Sarebbe potuta andare molto male. Lei e Michael avrebbero potuto trovarsi in una situazione ancora peggiore.
E tuttavia non aveva altra scelta. Doveva ottenere l'attenzione di Giovanni Trevisan. Ogni precedente tentativo, ogni precedente forma di comunicazione era caduta nel silenzio. E il silenzio era distruttivo. Schiacciante.
Giovanni Trevisan, milionario italiano, era anche l'uomo più riservato della nazione. Appariva in pubblico molto raramente. Non aveva una mail né un numero di telefono diretto, e quando lei aveva finalmente raggiunto la reception del suo ufficio, nessuno aveva voluto trasmettere i suoi messaggi all'amministratore delegato della compagnia, la Trevisan S.p.A. Ragion per cui era lì, a Venezia, davanti a Palazzo Trevisan, quella che da due secoli era la dimora di famiglia.
Fino all'inizio del Ventesimo secolo i Trevisan erano stati costruttori di successo, ma negli ultimi quarant'anni l'azienda si era trasformata in un vero e proprio impero. La fortuna dei Trevisan era quadruplicata grazie alla gestione di Giovanni, tanto che la sua era diventata una delle famiglie più potenti e influenti d'Italia.
Il trentottenne Giovanni continuava a dirigere quella azienda che aveva la propria sede centrale a Roma, ma Rachel aveva appena scoperto, attraverso un investigatore privato, che raramente lui faceva la propria comparsa in ufficio, preferendo invece lavorare da casa.
Ecco perché si trovava proprio lì, sulla soglia, esausta per il viaggio e con un bambino di sei mesi in braccio. Giovanni non avrebbe più potuto ignorarla. E, soprattutto, non avrebbe più potuto ignorare Michael.

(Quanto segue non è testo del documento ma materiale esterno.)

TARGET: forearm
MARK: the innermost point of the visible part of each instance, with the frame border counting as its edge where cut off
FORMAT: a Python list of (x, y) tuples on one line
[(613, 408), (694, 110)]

Con le lacrime agli occhi fissò il bambino addormentato e si scusò per ciò che di lì a poco avrebbe fatto. «È per il tuo bene...» sussurrò stringendolo dolcemente al petto. «E non andrò lontano. Te lo prometto.»
Persino nel sonno il piccolo si dimenò in segno di protesta.
Rachel sorrise mestamente, allentando la presa. Non dormiva da mesi, non da quando era diventata la sua tata a tempo pieno. A sei mesi il bambino avrebbe già dovuto dormire tutta la notte, ma forse era sconvolto quanto lei, o forse gli mancava la mamma...
Sentì il cuore stringersi in petto. Se solo avesse fatto di più per Juliet dopo la nascita di Michael, se solo avesse capito quanto la sorella stava male...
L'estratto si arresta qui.